Jose Emilio Pacheco dies at 74; one of Mexico’s foremost writers
Jose Emilio Pacheco, widely regarded as one of Mexico’s foremost poets and short-story writers, died Sunday, the country’s National Council for Culture and the Arts announced on its official Twitter account. He was 74.
President Enrique Peña Nieto also mourned Pacheco with his own tweet after Pacheco’s daughter confirmed the death to journalists in Mexico City.
The poet, novelist, journalist, essayist and literary critic came to be seen as a leading representative of the generation of Mexican writers who came of age in the late 1950s and 1960s.
He was best known for bittersweet accounts of adolescents growing up in a less crowded but corrupt and unjust Mexico of the 1940s and ‘50s. He was particularly noted for the 1981 novel “Battles in the Desert,” a story of a boy’s infatuation with the mother of one of his classmates.
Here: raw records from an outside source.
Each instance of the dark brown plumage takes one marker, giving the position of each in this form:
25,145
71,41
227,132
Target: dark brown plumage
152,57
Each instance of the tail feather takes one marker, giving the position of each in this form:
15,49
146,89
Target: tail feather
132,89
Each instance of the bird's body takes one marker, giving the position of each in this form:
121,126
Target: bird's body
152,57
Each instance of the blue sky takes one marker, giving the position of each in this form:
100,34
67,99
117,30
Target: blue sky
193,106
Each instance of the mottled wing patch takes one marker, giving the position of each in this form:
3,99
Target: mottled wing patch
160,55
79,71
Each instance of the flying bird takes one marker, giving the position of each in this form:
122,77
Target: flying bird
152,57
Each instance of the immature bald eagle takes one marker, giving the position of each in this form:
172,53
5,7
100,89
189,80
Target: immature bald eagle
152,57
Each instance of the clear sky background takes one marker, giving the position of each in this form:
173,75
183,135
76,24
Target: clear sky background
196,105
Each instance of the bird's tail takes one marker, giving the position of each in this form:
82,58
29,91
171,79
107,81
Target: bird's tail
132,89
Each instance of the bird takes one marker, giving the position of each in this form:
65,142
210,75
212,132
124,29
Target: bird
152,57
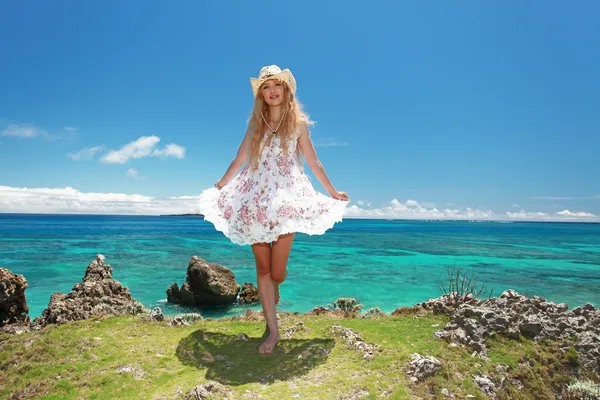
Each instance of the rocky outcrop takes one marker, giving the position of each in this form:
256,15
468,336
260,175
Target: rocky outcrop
515,315
13,305
207,284
355,341
248,294
98,294
421,367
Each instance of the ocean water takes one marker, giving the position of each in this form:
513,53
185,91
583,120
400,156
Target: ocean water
383,263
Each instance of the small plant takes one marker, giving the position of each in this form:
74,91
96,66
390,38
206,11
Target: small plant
572,356
462,288
348,305
374,312
189,317
585,390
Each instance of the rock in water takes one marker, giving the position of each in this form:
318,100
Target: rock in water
13,305
206,284
248,294
98,294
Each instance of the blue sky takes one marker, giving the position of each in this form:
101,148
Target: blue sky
425,110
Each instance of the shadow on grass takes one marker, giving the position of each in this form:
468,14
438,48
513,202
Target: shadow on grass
236,362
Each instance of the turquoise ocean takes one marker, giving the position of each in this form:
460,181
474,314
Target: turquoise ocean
383,263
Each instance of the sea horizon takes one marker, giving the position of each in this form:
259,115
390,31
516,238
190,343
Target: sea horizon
562,221
382,263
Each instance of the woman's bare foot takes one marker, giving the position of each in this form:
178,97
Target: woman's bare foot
269,344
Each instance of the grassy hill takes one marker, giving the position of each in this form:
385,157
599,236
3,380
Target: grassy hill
132,357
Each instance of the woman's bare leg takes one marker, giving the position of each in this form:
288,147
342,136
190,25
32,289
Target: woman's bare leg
266,290
280,253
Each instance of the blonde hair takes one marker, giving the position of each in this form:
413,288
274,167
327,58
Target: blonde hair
294,115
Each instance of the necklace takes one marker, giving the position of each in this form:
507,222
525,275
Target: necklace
274,131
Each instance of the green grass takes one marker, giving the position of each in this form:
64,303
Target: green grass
85,360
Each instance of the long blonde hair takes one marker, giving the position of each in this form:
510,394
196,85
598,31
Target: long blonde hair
294,115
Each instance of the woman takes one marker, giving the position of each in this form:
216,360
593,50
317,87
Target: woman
271,198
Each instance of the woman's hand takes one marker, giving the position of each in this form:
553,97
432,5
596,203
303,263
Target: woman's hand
339,195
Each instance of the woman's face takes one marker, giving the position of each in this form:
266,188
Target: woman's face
273,91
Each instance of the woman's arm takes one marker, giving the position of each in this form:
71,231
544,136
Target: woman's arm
307,148
238,161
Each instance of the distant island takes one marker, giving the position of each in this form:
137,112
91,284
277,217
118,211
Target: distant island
182,215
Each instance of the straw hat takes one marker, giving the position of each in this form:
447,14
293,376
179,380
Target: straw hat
273,72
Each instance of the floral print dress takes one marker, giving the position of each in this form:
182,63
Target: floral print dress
277,198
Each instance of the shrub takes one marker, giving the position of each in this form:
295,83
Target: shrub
374,312
460,288
585,390
348,305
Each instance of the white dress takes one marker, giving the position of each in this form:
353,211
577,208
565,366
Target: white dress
277,198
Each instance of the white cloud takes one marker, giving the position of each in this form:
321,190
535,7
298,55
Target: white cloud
411,209
144,146
567,213
85,154
564,198
71,201
23,131
329,143
133,173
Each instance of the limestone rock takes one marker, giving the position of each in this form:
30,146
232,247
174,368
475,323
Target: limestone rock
13,304
98,294
421,367
206,284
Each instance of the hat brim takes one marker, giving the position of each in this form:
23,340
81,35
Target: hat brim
285,76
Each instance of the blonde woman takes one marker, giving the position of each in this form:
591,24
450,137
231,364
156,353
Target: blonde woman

Born June 30, 1939, in Mexico City, Pacheco began publishing his writing as a teenager, and in 1957 began publishing the literary magazine Estaciones with fellow university students Carlos Monsivais and Sergio Pitol, according to an official biography published in 2009 when he won the Cervantes Prize, the Spanish-speaking world’s highest literary honor.
His first collection of stories was published in 1958. He followed with a series of poems and story collections in the 1960s. He became editor of Culture, one of most important literary publications in Mexico, and published a widely praised series of prose and poetry over the following decades.
Pacheco also translated works by Samuel Beckett, Tennessee Williams and T.S. Eliot.